The proposed settlement will preserve competition in the markets for these important drugs and is part of the FTC’s ongoing effort to protect U.S. consumers from higher heath care-related costs.
A description of the consent agreement package will be published in the Federal Register by the FTC shortly. Following a public consultation that will last until 30 July 2014, the FTC will decide whether to make the proposed consent order final. A monitoring trustee will then oversee the swift implementation of the consent order.
It may be recalled that last June 2013, the U.S. Supreme Court reversed the eleventh Circuit opinion in the landmark FTC v. Actavis case (see Newsletter 3-4 2013, p. 3 for more background), holding that reverse payment settlement agreements may violate federal antitrust laws but are not a per se violation, thus recognizing the impact that such settlement agreements would have on American consumers in the pharmaceutical market. Yet the validity of such agreements will still be tested under the rule-of-reason.
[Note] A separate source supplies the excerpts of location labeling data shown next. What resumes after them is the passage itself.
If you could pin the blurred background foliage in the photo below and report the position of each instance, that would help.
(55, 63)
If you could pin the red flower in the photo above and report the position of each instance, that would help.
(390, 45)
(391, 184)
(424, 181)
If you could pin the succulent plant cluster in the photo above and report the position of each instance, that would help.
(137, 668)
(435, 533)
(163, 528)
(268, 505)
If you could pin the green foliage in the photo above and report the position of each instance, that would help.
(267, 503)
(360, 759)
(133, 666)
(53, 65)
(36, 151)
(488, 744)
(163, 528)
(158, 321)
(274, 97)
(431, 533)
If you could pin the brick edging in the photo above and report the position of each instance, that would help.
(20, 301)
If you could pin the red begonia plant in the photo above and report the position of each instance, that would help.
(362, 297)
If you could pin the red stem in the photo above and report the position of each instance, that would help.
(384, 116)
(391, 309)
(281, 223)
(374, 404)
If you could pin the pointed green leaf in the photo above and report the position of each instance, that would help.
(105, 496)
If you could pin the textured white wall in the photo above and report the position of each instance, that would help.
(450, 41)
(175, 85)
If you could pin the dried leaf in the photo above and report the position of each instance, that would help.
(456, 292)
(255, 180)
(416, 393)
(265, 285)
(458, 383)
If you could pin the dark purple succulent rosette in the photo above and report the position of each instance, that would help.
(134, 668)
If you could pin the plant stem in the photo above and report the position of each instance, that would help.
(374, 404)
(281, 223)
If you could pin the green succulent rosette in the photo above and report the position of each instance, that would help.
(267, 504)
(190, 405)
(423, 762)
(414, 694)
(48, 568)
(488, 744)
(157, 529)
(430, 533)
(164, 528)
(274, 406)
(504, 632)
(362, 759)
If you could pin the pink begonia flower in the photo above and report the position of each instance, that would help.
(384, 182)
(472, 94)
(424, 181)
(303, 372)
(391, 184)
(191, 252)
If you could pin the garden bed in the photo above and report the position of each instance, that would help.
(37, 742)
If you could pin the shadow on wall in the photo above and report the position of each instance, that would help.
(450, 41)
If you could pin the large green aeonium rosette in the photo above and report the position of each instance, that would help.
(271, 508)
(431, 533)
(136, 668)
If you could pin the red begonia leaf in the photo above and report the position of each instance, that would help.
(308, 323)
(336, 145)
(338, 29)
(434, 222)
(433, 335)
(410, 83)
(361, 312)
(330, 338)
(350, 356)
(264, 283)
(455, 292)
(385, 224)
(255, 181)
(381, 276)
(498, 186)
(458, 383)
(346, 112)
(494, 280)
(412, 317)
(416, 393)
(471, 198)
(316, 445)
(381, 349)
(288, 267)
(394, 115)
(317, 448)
U.S. FTC files an amicus brief in the Court of Appeal urging to reverse the District Court finding in the Lamictal Direct Purchase Antitrust Litigation
By Nicole Daniel
On 28 April, 2014 the Federal Trade Commission (“FTC”) field an amicus brief in the Court of Appeals for the Third Circuit in the Lamictal Direct Purchase Antitrust Litigation urging the court to reverse the District Court finding in this case.
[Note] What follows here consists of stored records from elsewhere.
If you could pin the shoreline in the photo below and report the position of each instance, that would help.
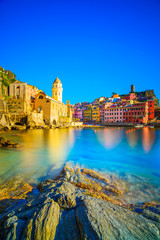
(82, 194)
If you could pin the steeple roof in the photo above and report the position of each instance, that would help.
(57, 80)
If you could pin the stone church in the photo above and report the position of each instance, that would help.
(54, 110)
(27, 100)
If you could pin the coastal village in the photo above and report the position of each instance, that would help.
(131, 108)
(22, 104)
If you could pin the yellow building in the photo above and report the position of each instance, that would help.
(95, 114)
(54, 111)
(57, 90)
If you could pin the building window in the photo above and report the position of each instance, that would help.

In the Lamictal Direct Purchase Antitrust Litigation the plaintiffs allege that Teva Pharmaceuticals (“Teva”) was paid by GlaxoSmithKline (“GSK”) to forgo entry of their authorized generic version of the Lamictal drug in return for GSK’s promise not to compete. The district court decided that this agreement which included GSK’s commitment not to introduce an authorized generic does not violate antitrust laws under FTC v. Actavis since this agreement did not involve the exchange of cash.
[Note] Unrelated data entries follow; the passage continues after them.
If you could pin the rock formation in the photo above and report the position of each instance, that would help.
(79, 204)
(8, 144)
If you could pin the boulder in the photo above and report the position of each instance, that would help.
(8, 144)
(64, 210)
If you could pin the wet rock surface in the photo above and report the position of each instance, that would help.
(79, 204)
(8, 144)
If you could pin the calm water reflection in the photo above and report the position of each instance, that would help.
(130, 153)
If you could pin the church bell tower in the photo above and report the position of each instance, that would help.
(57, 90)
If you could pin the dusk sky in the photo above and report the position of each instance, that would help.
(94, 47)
In its amicus brief the FTC explains why the conclusion of the District Court is wrong. In the Actavis case the Supreme Court held that reverse-payment patent settlements are to be evaluated using antitrust factors, i.e. they are not immune from antitrust scrutiny.
The District Court in the Lamictal case distinguished the agreement from the Actavis case as the compensation took the form of an agreement not to compete in contrast to compensation in cash.
The amicus brief explains that the commitment not to compete raises the same antitrust concerns which were identified by the Supreme Court in Actavis.
An empirical study by the FTC showed that consumers pay higher prices for the generic product if the brand company itself does not introduce an authorized generic during the exclusivity period for the first-filing generic under the Hatch-Waxman Act.
The amicus brief further states that in the Actavis decision no distinction between the forms of compensation for potentially problematic reverse-payment settlements is made. Accordingly the narrow reading of the District Court may serve to undermine the Supreme Court’s decision in the Actavis case and lead to potentially anticompetitive reverse-payment settlements being structured as to avoid cash and therefore antitrust scrutiny.
The FTC, in its amicus brief, additionally explains that the Supreme Court in the Actavis case affirmed that antitrust principles apply to agreements between a brand-name and a generic competitor undertaking as well as settlements between potential competitors with reciprocal agreements not to compete.
It will have to be seen how the Court of Appeal will decide this issue.